America, 1908: The Dawn of Flight, the Race to the Pole, the Invention of the Model T and the Making of a Modern Nation

By Jim Rasenberger (Scribner, $27)

We think of our own times as being the fastest-paced, most astonishing in U.S. history. But people living in 1908, the subject of Rasenberger's delightful new book, must have felt the same. Packed into that single year were Henry Ford's introduction of the Model T; a thrilling 20,000-mile car race from New York to Paris; the supposed deaths of Butch Cassidy and the Sundance Kid in Bolivia; explorer Robert Peary's final assault on the North Pole; the Tunguska Event, a massive explosion - likely caused by a descending comet - that felled some 80 million trees; and the very first passenger death in an airplane, flown by Orville Wright. Rasenberger's many-layered narrative balances out the optimism of 1908 and the sense of a country taking center stage, against the adversities - lynchings in the South, terrorist explosions in Manhattan - that lurked just beneath America's idealized vision of itself.

The Long Embrace: Raymond Chandler and the Woman He Loved

By Judith Freeman (Pantheon, $25.95)

"For 30 years, 10 months and four days, she was the light of my life, my whole ambition." So said crime fictionist Raymond Chandler in 1954, after the death of his wife, Cissy, a twice-divorced woman, 18 years older than he (though she had lied to him about being younger), whom Chandler had married less than two weeks after his mother - a critic of their union - perished of cancer.

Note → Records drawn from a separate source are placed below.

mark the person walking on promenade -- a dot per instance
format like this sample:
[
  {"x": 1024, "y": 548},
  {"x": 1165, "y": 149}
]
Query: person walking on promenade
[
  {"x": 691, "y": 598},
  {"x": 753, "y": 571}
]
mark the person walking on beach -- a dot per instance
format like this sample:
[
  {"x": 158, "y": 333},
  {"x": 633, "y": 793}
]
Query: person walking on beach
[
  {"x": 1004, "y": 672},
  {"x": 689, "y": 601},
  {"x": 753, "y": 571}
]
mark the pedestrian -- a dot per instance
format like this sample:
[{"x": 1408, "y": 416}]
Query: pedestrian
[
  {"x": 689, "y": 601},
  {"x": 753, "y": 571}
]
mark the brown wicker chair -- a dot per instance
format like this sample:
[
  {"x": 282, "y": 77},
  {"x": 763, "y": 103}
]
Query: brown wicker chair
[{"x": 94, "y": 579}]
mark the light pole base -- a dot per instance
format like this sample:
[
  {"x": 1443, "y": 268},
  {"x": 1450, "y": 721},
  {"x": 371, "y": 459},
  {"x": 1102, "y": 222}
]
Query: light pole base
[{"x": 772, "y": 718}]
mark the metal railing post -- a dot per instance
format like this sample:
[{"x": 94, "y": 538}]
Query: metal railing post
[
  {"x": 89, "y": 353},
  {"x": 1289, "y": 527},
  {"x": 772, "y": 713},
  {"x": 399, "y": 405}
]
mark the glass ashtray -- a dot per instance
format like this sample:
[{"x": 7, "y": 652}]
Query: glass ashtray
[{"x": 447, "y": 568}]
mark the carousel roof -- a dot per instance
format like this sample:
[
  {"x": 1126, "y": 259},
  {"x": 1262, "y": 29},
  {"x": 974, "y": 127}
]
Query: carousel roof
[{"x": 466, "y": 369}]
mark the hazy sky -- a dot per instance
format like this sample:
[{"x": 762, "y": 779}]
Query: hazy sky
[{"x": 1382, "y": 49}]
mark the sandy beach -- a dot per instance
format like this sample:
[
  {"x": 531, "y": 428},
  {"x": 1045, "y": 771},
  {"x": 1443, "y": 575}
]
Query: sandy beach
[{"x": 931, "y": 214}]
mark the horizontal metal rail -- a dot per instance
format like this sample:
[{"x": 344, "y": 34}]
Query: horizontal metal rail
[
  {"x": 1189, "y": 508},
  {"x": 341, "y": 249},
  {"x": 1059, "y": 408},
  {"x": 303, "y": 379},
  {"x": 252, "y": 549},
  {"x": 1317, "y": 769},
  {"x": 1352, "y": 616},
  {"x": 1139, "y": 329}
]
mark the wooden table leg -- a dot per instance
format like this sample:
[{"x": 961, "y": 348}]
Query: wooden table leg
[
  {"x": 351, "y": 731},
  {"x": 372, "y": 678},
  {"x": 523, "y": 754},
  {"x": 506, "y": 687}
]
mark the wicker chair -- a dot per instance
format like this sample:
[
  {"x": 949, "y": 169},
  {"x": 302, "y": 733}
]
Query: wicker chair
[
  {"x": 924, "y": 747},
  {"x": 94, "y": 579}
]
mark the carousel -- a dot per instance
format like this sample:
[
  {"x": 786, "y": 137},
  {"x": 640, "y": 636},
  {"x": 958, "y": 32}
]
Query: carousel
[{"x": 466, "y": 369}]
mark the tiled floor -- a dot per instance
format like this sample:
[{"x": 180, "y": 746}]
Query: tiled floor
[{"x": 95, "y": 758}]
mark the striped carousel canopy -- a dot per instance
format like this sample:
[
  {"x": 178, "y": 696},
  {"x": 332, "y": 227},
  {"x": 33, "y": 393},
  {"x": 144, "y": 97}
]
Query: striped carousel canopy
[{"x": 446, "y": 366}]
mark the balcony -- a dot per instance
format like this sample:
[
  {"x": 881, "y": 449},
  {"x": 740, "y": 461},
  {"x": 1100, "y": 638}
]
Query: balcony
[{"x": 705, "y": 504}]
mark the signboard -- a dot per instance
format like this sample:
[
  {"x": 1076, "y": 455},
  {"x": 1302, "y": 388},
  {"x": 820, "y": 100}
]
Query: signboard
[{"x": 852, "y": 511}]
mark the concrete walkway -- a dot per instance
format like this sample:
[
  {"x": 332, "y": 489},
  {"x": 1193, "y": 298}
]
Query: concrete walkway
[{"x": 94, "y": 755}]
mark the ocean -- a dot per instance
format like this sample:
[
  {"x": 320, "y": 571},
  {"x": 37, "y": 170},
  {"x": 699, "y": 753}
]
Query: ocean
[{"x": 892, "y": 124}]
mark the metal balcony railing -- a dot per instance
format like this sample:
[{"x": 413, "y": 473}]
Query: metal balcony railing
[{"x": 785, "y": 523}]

Drawing on near-obsessive research into her subjects, novelist Freeman (Red Water) presents a frequently moving study of their symbiotic marriage; the author's unsteady evolution from oil company exec to distinguished genre stylist; Cissy's influence on her husband's fictional portrayal of women; and his rapid decline into drink, depression and attempted suicide after her passing at age 84. Suffused with quotes from Chandler's work, The Long Embrace is an extraordinary look at the relationship between love and literature.